Economic Numbers Confusing Fed On Rate Cuts?

The economic numbers today indicate the difficulty facing the Fed:

1) Third quarter GDP estimates, at 3.9% (best in 6 quarters!), was well above expectations.

2) October ADP, a read on private sector job growth, surprises on the upside--106,000 vs the consensus of 58,000 and up from a revised 61,000 in September.

Bottom line: economy is still holding up well, despite the housing debacle and $90 oil. Global growth continues to remain strong. So how to justify a rate cut? It gets tougher, but the main argument is that there ample evidence for weakness in the U.S. economy elsewhere and further jitteriness in the credit markets to justify a cut. The good news is that the GDP price index rose only 0.8% annualized, matching a nine-year low.

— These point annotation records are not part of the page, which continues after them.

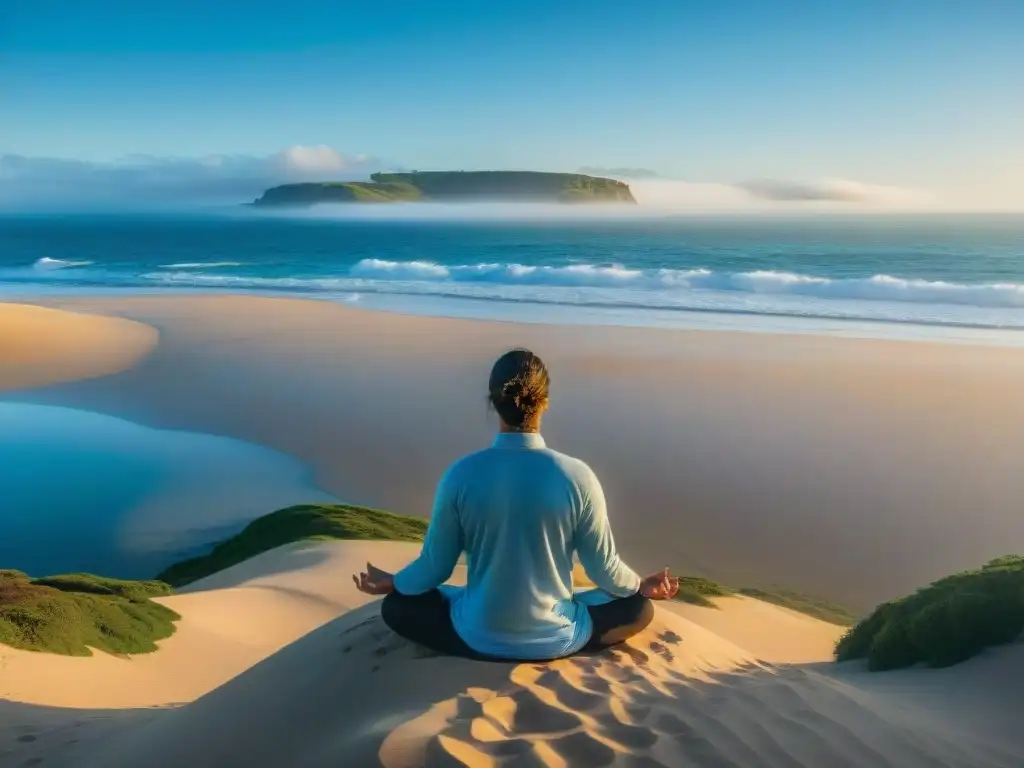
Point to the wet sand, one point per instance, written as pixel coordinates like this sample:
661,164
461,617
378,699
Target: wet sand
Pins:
854,469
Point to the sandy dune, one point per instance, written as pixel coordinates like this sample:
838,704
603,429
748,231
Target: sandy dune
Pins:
842,467
349,692
44,346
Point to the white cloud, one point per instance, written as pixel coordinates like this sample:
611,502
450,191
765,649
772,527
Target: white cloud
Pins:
620,173
42,182
775,196
832,190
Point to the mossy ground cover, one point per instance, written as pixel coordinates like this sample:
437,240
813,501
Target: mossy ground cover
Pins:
310,521
73,613
945,623
698,591
814,606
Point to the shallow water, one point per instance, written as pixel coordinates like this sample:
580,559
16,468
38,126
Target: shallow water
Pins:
875,275
85,492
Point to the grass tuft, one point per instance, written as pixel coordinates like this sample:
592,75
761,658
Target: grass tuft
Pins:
696,591
816,607
309,521
71,614
945,623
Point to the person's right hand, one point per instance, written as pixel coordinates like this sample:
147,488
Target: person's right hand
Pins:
374,581
659,586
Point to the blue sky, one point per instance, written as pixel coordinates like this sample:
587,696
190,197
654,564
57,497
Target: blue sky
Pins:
909,94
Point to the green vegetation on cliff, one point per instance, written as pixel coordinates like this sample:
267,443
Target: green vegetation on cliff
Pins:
72,613
454,186
816,607
698,591
945,623
309,521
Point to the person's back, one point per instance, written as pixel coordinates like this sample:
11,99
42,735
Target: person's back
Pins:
519,511
519,538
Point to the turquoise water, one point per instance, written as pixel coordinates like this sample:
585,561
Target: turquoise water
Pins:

Most traders would be happy with a 25-basis point cut from the Fed and some language indicating that the balance of risk is tilting toward economic contraction, with some language indicating ongoing concern with inflation.

The worry here is that this will not really be enough; some anticipate this non-event scenario could amount to no change in stocks, or even a brief sell-off. The rally is clearly in a 50 basis point cut, a position held by only about 20% of the people I talked to.

Consumers still charging up a storm. Mastercard blew away the numbers--$2.31 a share, consensus $1.42. Gross dollar volume up 12.8%. Up 8%.